Sehnem, Martignago, Pereira e Jabour (2019), Munck e Borim-de-Souza (2012), Jamali (2006) e Garlet et al. (2019) defendem que um dos desafios das organizações é desenvolver modelos de gestão que favoreçam um alinhamento entre os objetivos e missões organizacionais orientadas para a sustentabilidade e seus stakeholders . Nesse sentido, a gestão de competências assume o papel de relacionar as metas dos distintos grupos de interesse. Um dos caminhos para o alcance desse intuito é a realização de programas de DCpS vinculados às diretrizes da política de sustentabilidade da empresa, definida em comum acordo com os stakeholders e os colaboradores (Wiek et al., 2011). Gitsham (2012), por sua vez, enfatiza a necessidade de envolver os gestores em projetos que resultam em transformações reais na vida das pessoas, enquanto uma forma de DCpS. O autor analisa os programas de formação gerencial das empresas HSBC e IBM, no qual os sujeitos são envolvidos em aprendizagens experienciais, que consistem em ações de intervenção no território, realizados a partir de diagnósticos e diálogos com os moradores do entorno das empresas. Gitsham (2012) observa que mobilizar os empresários em ações que beneficiam a comunidade representa um avanço nas iniciativas de sustentabilidade. Isso porque minimiza-se o caráter retórico do discurso de sustentabilidade em favor da ideia de que os gestores assumam compromissos com ações efetivas. O que isto mostra é que, mesmo o trabalho mais ancorado numa lógica mais funcional, de alinhamento aos modelos de gestão de empresas, ainda assim acena-se com a necessidade de criar competências que atendam às pautas dos grupos de interesse e que resultem em transformação da vida das pessoas no entorno das organizações.

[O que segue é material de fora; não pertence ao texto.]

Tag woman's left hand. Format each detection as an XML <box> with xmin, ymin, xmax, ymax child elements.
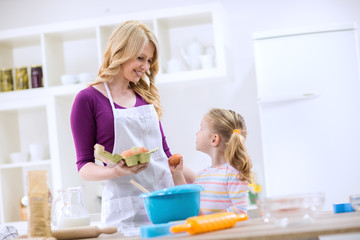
<box><xmin>113</xmin><ymin>161</ymin><xmax>149</xmax><ymax>177</ymax></box>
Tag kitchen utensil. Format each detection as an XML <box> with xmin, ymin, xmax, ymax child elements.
<box><xmin>29</xmin><ymin>143</ymin><xmax>45</xmax><ymax>161</ymax></box>
<box><xmin>349</xmin><ymin>194</ymin><xmax>360</xmax><ymax>211</ymax></box>
<box><xmin>140</xmin><ymin>184</ymin><xmax>204</xmax><ymax>224</ymax></box>
<box><xmin>333</xmin><ymin>203</ymin><xmax>355</xmax><ymax>213</ymax></box>
<box><xmin>257</xmin><ymin>193</ymin><xmax>325</xmax><ymax>227</ymax></box>
<box><xmin>170</xmin><ymin>212</ymin><xmax>248</xmax><ymax>234</ymax></box>
<box><xmin>18</xmin><ymin>226</ymin><xmax>117</xmax><ymax>240</ymax></box>
<box><xmin>130</xmin><ymin>179</ymin><xmax>149</xmax><ymax>193</ymax></box>
<box><xmin>140</xmin><ymin>222</ymin><xmax>176</xmax><ymax>238</ymax></box>
<box><xmin>51</xmin><ymin>186</ymin><xmax>90</xmax><ymax>228</ymax></box>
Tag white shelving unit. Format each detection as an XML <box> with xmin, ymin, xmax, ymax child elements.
<box><xmin>0</xmin><ymin>3</ymin><xmax>227</xmax><ymax>223</ymax></box>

A partir de um levantamento na literatura, Dentoni, Blok, Lans e Wesselink (2012) apresentam um framework teórico formado por um conjunto de sete competências necessárias para avançar em direção à sustentabilidade empresarial: competência do pensamento sistêmico; competência normativa; competência para a ação; competência interpessoal; competência estratégica. Essas competências envolvem o desenvolvimento da capacidade de colaboração entre diferentes atores sociais; a habilidade de refletir sobre interdependências entre os sistemas sociais, econômicos e ambientais; a capacidade de avaliar impactos socioambientais na tomada de decisão; a habilidade dos gestores em considerar valores e princípios e traçar metas não sobre o que o mundo é, mas o que ele deve ser; a responsabilização por melhorias contínuas e pelo desenvolvimento de metas de sustentabilidade para além dos aspectos legais exigidos e do uso de tecnologias somente; a habilidade de comunicar, engajar, colaborar, negociar e motivar os outros em atividades práticas e em pesquisa e, finalmente, em desenhar projetos coletivos, programas de intervenção e estratégias para o desenvolvimento de práticas sustentáveis.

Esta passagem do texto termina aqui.